ある日主人公は侵食してきた「異界」に迷い込み、そこへ異界の怪物が襲ってきた。
そのとき、平行世界を旅して「異界」の侵食から世界を救う一団が現れ、主人公は告げられる。
「──力を貸してくれ」
[このゲームが公開されているページ]
http://odettepuupe.web.fc2.com/waryu/top.html
■ プレイガイド
随所で戦闘イベントが発生。システムはいわゆるフロントビューのRPGのような感じ。 序盤にチュートリアルがあります。少し凝った要素もあり。 難易度的なことに関して言うと、これが原因で進行が詰まってしまうということは多分ないと思われる感じです。
ルート(キャラ)は6本。 わりと分かりやすい選択肢がついているので、ルートに入るのは難しくないと思います。 ただし、一部隠しキャラのようなのもいるのでイロイロ試してみるべし。

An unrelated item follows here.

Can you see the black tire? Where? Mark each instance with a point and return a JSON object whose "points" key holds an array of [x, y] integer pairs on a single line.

隠しキャラのような、とは言っても、キャラの存在自体はタイトルメニューの「絵」「ED等」から確認できます。
なお、ルートをクリアした後に解放される「おまけ」は必見。本編だけでなく、おまけシナリオ込みで物語の全容が見えてきます。
■ 感想(※微ネタバレ)
個人制作のノベルゲームで攻略対象が6キャラというのは、かなり多い方ですね。 舞台が「平行世界」ということで、時代や文化を超えた多彩なキャラが。 程よいボリュームで、コンプ要素まであり、ゲームとしてしっかり楽しめました。 気合の入った影絵も必見。
特に印象に残ったのは、やや隠しキャラ的な立ち位置にいる例の白い謎の人です。 このキャラに触れずして、「ワリュカラ・ナリコーソン」を語ることはできないでしょう。 というわけで、ここから先はネタバレ度が高くなりますので、ご興味のある方は実際にプレイした後にお読みになることを推奨いたします。

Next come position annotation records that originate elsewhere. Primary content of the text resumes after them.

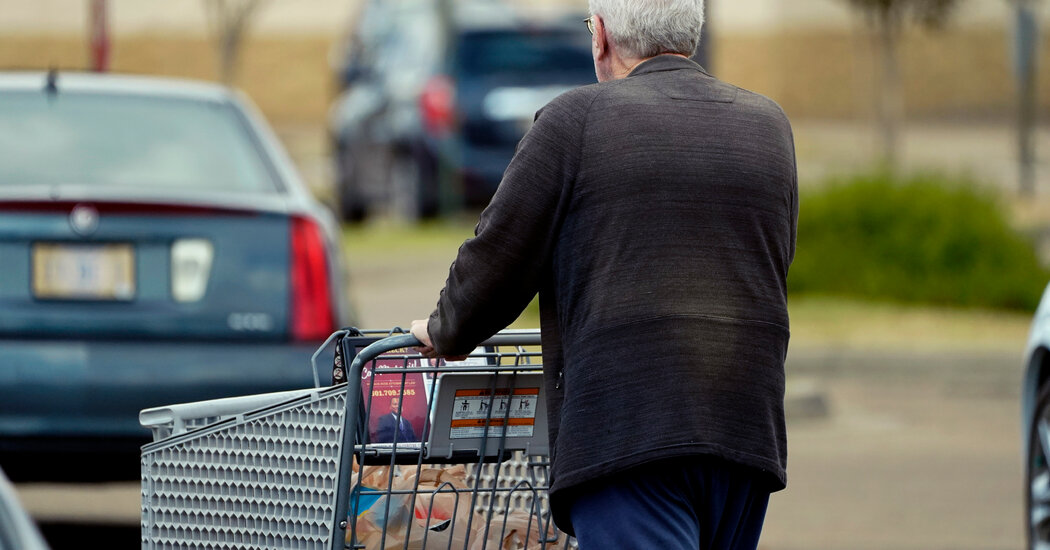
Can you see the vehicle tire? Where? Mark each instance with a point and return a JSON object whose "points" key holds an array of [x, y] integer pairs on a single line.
{"points": [[1037, 474], [351, 202], [414, 177]]}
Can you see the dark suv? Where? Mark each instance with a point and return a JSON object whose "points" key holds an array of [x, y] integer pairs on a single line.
{"points": [[435, 102]]}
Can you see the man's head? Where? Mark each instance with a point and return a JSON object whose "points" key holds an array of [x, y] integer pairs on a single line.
{"points": [[627, 30]]}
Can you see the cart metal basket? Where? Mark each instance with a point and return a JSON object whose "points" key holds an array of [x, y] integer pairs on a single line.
{"points": [[407, 453]]}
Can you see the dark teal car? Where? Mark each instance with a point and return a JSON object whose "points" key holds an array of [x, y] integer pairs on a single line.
{"points": [[156, 247]]}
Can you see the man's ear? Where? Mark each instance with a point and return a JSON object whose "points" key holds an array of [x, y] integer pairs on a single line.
{"points": [[601, 39]]}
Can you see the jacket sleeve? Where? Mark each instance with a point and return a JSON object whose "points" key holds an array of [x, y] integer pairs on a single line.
{"points": [[497, 273]]}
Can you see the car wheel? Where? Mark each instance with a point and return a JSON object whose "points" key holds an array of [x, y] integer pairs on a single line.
{"points": [[1037, 474], [415, 189], [350, 198]]}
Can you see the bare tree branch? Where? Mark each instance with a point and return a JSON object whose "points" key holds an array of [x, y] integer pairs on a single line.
{"points": [[228, 22]]}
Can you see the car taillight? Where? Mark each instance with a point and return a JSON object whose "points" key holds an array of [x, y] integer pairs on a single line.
{"points": [[438, 105], [312, 315]]}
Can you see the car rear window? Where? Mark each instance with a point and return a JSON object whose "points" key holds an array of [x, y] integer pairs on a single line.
{"points": [[526, 51], [122, 140]]}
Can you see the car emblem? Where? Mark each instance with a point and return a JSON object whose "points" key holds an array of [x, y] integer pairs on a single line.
{"points": [[84, 219]]}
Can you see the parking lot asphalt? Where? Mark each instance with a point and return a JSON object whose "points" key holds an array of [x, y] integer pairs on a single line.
{"points": [[916, 451]]}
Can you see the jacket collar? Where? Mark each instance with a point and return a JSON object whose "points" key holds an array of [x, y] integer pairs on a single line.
{"points": [[666, 62]]}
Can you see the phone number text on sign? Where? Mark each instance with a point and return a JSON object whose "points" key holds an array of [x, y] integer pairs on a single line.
{"points": [[476, 409]]}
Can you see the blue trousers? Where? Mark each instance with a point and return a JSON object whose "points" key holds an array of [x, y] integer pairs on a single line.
{"points": [[676, 504]]}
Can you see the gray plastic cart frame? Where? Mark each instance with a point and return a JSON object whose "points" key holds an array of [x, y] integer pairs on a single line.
{"points": [[331, 422]]}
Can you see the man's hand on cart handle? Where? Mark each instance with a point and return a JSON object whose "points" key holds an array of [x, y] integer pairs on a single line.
{"points": [[419, 330]]}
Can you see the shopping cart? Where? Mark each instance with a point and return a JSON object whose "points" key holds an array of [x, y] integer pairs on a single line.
{"points": [[406, 453]]}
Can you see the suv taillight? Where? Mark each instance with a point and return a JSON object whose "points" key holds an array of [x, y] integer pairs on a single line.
{"points": [[438, 105], [312, 316]]}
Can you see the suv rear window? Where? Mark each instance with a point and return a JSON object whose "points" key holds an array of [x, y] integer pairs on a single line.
{"points": [[124, 140], [490, 51]]}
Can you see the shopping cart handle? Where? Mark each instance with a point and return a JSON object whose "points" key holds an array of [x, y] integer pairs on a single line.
{"points": [[377, 348]]}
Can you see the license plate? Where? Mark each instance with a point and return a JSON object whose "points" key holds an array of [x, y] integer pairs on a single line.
{"points": [[83, 272]]}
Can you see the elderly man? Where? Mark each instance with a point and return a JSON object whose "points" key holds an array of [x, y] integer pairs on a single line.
{"points": [[654, 213]]}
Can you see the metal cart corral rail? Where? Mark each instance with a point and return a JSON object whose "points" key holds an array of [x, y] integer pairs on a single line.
{"points": [[407, 453]]}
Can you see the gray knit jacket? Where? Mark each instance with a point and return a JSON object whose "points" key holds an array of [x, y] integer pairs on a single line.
{"points": [[655, 215]]}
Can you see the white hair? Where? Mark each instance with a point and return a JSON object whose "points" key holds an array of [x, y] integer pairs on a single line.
{"points": [[644, 28]]}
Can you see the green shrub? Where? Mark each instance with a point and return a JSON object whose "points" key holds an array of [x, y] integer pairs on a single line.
{"points": [[922, 239]]}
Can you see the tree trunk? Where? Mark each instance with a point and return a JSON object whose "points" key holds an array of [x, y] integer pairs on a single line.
{"points": [[1026, 44], [889, 101]]}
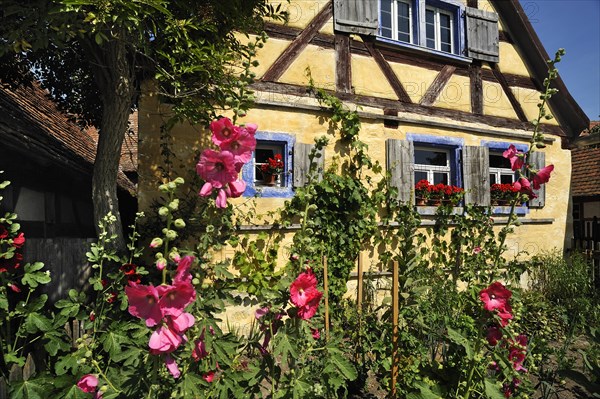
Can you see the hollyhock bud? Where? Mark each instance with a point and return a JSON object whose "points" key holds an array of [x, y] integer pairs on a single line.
{"points": [[156, 242], [161, 263]]}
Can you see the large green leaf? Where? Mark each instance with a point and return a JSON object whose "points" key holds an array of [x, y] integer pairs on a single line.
{"points": [[460, 339]]}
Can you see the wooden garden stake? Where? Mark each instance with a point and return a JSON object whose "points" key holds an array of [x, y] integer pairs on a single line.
{"points": [[326, 288], [360, 283], [395, 292]]}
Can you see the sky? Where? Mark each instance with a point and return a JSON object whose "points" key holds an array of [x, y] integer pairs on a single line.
{"points": [[575, 26]]}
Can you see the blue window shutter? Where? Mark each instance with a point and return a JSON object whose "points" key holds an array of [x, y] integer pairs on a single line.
{"points": [[356, 16]]}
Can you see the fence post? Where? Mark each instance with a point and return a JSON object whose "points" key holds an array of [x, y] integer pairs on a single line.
{"points": [[395, 295]]}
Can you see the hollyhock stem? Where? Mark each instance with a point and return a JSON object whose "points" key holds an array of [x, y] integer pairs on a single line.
{"points": [[95, 363]]}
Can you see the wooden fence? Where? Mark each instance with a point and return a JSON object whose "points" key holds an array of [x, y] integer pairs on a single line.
{"points": [[65, 259], [590, 249], [74, 330]]}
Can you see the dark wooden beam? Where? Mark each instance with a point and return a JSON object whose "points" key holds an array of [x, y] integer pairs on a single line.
{"points": [[288, 56], [343, 65], [388, 72], [383, 103], [476, 88], [434, 90], [398, 55], [511, 96]]}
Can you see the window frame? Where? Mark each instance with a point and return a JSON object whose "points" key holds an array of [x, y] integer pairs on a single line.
{"points": [[284, 189], [412, 32], [453, 145], [454, 9], [496, 147], [432, 169]]}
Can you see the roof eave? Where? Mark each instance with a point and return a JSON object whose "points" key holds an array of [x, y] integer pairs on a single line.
{"points": [[568, 113]]}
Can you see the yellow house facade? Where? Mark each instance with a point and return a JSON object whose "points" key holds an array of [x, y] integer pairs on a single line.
{"points": [[450, 84]]}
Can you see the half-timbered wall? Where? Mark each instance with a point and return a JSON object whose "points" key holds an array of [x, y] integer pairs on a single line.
{"points": [[403, 94]]}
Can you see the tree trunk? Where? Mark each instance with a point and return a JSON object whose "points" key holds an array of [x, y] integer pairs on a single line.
{"points": [[115, 79]]}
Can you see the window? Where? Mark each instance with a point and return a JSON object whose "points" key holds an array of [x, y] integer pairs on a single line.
{"points": [[500, 170], [439, 29], [274, 146], [396, 20], [432, 24], [432, 165]]}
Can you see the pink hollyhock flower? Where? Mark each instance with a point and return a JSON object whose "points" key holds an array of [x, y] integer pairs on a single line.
{"points": [[524, 187], [505, 315], [259, 313], [88, 383], [236, 188], [517, 353], [495, 296], [515, 157], [183, 274], [493, 335], [161, 263], [14, 287], [164, 340], [174, 298], [315, 333], [223, 131], [221, 201], [307, 311], [206, 190], [302, 289], [172, 366], [181, 323], [217, 168], [209, 377], [542, 176], [199, 352], [241, 146], [144, 303], [19, 240]]}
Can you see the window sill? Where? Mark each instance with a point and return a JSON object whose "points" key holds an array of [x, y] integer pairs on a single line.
{"points": [[268, 192], [416, 49], [505, 210]]}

ではここから先は「白い人」と遠回しに言わず「リーベ」と記載します。 リーベは世界観と密接に関わるキャラであり、影の主役的な感じがします。 こう言っては何ですが仮に他キャラを全員差し替えたとしても彼だけは不可欠なのでは。
「世界を消せば苦しみも無くなる」というリーベの思想は非常に興味深いですね。 ただ、話の縦糸が「愛の力でリーベの考えを変えさせる」という感じになってるのは作品としては意図通りなのかな? ゲーム的にはBADENDも完備なので、どの結末に同意するかはプレイヤー次第かもしれませんね。

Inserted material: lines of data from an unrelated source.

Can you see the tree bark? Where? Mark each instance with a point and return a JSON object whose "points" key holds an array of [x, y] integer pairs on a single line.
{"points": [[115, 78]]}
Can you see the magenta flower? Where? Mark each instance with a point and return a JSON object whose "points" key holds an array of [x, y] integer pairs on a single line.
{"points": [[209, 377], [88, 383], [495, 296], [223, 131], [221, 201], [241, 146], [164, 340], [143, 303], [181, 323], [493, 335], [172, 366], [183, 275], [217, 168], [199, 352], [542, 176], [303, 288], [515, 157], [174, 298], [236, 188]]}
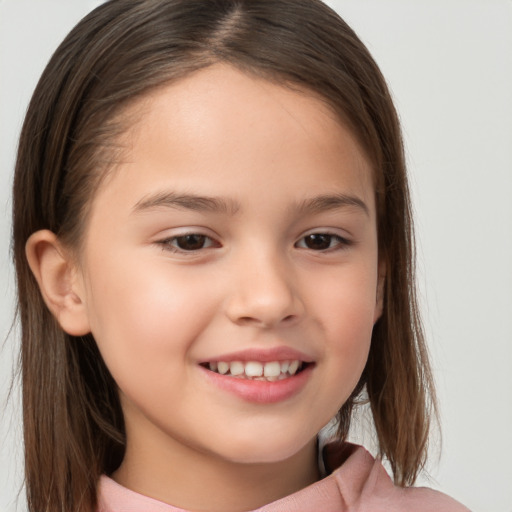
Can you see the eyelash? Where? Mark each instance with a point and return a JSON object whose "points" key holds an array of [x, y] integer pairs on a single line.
{"points": [[171, 244]]}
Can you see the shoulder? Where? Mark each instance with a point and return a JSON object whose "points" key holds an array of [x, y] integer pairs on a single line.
{"points": [[359, 483], [367, 486]]}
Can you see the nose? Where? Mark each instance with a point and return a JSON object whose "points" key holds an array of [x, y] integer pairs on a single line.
{"points": [[264, 292]]}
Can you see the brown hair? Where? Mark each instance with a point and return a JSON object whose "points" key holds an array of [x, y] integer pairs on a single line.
{"points": [[73, 423]]}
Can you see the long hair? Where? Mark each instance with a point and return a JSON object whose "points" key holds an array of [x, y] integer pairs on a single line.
{"points": [[73, 422]]}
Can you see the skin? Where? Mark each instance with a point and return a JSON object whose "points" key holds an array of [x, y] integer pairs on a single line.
{"points": [[157, 311]]}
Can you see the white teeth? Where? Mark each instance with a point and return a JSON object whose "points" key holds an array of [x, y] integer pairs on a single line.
{"points": [[294, 366], [253, 369], [272, 369], [236, 368], [222, 367]]}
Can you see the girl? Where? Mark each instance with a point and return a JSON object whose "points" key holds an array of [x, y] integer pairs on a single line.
{"points": [[213, 245]]}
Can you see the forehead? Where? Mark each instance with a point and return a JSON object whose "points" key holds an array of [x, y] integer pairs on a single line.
{"points": [[232, 129]]}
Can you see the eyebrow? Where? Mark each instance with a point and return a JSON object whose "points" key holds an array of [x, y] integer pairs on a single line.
{"points": [[186, 202], [328, 202], [208, 204]]}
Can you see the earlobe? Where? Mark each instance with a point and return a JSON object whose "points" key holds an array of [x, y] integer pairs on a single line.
{"points": [[381, 283], [57, 277]]}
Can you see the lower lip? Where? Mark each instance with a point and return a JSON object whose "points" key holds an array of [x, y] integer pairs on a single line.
{"points": [[259, 391]]}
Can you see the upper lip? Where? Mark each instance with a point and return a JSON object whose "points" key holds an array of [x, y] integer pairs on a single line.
{"points": [[262, 355]]}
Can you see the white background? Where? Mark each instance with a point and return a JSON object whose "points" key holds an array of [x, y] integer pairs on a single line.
{"points": [[449, 65]]}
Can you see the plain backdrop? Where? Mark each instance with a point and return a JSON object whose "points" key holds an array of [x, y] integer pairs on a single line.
{"points": [[449, 66]]}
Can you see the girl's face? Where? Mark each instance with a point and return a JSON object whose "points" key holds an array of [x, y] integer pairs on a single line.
{"points": [[237, 236]]}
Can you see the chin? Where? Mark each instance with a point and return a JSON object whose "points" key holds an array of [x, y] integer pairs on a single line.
{"points": [[263, 449]]}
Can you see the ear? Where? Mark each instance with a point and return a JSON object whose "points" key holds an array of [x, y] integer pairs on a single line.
{"points": [[381, 283], [59, 281]]}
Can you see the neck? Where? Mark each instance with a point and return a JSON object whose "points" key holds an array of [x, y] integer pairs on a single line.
{"points": [[193, 480]]}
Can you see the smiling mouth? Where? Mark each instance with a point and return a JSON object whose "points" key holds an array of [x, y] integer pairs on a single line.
{"points": [[254, 370]]}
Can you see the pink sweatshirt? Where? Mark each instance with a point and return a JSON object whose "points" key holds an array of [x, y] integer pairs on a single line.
{"points": [[360, 484]]}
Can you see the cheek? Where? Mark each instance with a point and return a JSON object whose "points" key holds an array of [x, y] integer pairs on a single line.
{"points": [[143, 316]]}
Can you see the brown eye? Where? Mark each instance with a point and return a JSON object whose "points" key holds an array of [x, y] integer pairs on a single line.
{"points": [[318, 241], [192, 242], [322, 242]]}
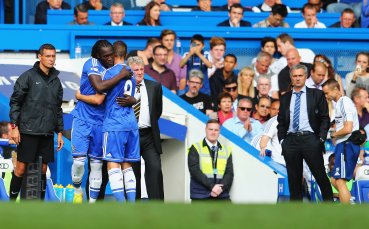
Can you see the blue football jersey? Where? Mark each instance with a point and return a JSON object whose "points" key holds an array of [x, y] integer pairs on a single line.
{"points": [[118, 118], [84, 111]]}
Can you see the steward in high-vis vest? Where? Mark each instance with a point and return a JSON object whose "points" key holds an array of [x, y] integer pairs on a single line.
{"points": [[210, 165]]}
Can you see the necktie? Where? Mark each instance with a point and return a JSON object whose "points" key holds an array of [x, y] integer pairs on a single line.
{"points": [[137, 106], [296, 112]]}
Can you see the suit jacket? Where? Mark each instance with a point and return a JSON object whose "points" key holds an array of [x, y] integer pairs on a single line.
{"points": [[242, 23], [124, 23], [317, 112], [155, 98]]}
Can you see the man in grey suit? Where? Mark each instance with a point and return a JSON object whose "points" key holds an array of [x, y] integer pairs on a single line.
{"points": [[148, 110]]}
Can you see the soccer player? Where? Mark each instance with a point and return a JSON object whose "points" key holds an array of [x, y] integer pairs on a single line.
{"points": [[88, 118]]}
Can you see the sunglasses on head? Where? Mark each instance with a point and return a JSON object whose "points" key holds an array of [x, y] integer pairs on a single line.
{"points": [[229, 89], [245, 108]]}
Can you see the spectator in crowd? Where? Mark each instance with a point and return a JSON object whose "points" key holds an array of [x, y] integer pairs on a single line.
{"points": [[317, 76], [275, 19], [262, 113], [360, 76], [235, 17], [365, 14], [146, 54], [152, 15], [222, 74], [225, 101], [203, 5], [215, 56], [346, 121], [245, 82], [168, 38], [263, 89], [242, 124], [360, 98], [80, 16], [230, 86], [267, 5], [195, 59], [338, 7], [284, 43], [347, 20], [274, 108], [205, 183], [303, 124], [117, 14], [42, 7], [37, 96], [310, 18], [159, 71], [200, 101], [94, 5], [331, 74], [284, 79], [318, 4]]}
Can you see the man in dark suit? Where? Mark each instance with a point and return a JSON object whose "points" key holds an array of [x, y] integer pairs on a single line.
{"points": [[303, 123], [148, 110], [235, 17], [117, 14]]}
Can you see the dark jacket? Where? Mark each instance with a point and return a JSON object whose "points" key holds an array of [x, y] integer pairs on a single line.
{"points": [[317, 113], [35, 105], [201, 185], [242, 23], [41, 11]]}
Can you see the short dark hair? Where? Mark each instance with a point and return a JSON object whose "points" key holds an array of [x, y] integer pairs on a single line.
{"points": [[232, 56], [197, 37], [45, 46], [280, 9]]}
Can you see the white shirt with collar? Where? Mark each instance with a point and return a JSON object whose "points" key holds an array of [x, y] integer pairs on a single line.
{"points": [[144, 118]]}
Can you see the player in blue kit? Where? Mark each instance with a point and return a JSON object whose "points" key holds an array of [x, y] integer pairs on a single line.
{"points": [[88, 118], [121, 137]]}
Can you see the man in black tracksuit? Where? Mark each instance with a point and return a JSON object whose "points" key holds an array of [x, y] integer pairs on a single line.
{"points": [[35, 114]]}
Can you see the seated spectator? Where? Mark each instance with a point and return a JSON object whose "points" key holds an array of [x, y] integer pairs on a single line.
{"points": [[269, 45], [317, 76], [275, 19], [196, 59], [284, 80], [222, 74], [338, 7], [245, 82], [42, 7], [168, 38], [242, 124], [215, 56], [331, 74], [203, 5], [360, 76], [347, 20], [235, 16], [200, 101], [152, 15], [360, 98], [225, 102], [147, 53], [117, 14], [94, 5], [80, 16], [159, 71], [262, 113], [267, 5], [310, 19], [365, 14], [284, 43]]}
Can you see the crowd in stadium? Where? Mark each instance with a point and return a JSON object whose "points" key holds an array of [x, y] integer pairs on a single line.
{"points": [[247, 101]]}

リーベという名前はドイツ語のLiebe(愛)由来ですかね? 「世界を無に」と言うキャラにこの名を付けている辺り、まさに「反」の思想の根幹に通じるものを感じます。 唯一BADENDが用意されているキャラでもあり、一番ストーリー的に気を遣って作られているルートという印象も受けます (主人公と水面氏との別れの会話も他ルートより細かい!)
リーベの思想自体はいわゆる「反」的なツボを押さえている一方、 主人公陣営の反応が「反」に「反」する人々の典型的なそれで、 さらにリーベの人物像が「人情に疎い石頭くん」的なのも彼らにとってはむしろ好都合で、 「考えを変えさせてやる」ストーリーが成立すべくして成立しているようには見えます。
リーベの思想自体は「リーベ」という個人が「考えを変え」たとしても依然として「我々の課題」であり続けますね。 エンドの1つの最後のセリフ「お前達を見ている。どこまで出来るかやってみせろ」で現実の読者にテーマが手渡しされましたね。 「本当のお話」はそこからなのかもしれない、なんて思いました。